Find values that appear in multiple columns, in different rows

There are situations when you need to find values that occur in multiple columns, but oitentially in different rows. This can be done with the JOIN or the INTERSECT statement.

Sometimes you need to find values that appear in multiple columns, possibly in different rows. For example you may have a messanger table with a sender and a receipt column, and you may want to check which users both sent and received messages. There are several ways to do this.

JOIN

To do this using an INNER JOIN:

SELECT DISTINCT sender
    FROM messanger s
    INNER JOIN messenger r
        ON s.sender = r.receipt;

We joined a table with itself (self join). The ON comparison is between the two columns we’re interested in. Because it is an INNER JOIN, only the values that appear in both tables will be returned.

INTERSECT

To do this using INTERSECT:

(SELECT sender FROM messanger)
INTERSECT DISTINCT
(SELECT receipt FROM messanger);

INTERSECT is similar to the intersection set operation that we studied at school: it takes two queries, and returns the identical rows.

UNION DISTINCT

This method is showed for the sake of completeness. It is similar to INTERSECT, but the database could use a less efficient algorithm for this query.

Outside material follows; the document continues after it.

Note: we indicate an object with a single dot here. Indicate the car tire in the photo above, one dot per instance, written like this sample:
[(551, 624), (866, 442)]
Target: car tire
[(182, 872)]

(SELECT sender FROM messanger)
UNION DISTINCT
(SELECT receipt FROM messanger);

Performance

In most cases, the JOIN query will be faster. If one of the two tables is small enough, though, INTERSECT may be faster. INTERSECT DISTINCT (or just INTERSECT) is slower than INTERSECT ALL, so you may prefer the latter option; but each value will be returned multiple times, which can be annoying.

To speed up joins of this type, you can add two different indexes on sender and receipt – or make sure that two different indexes exist having sender and receipt as the first columns.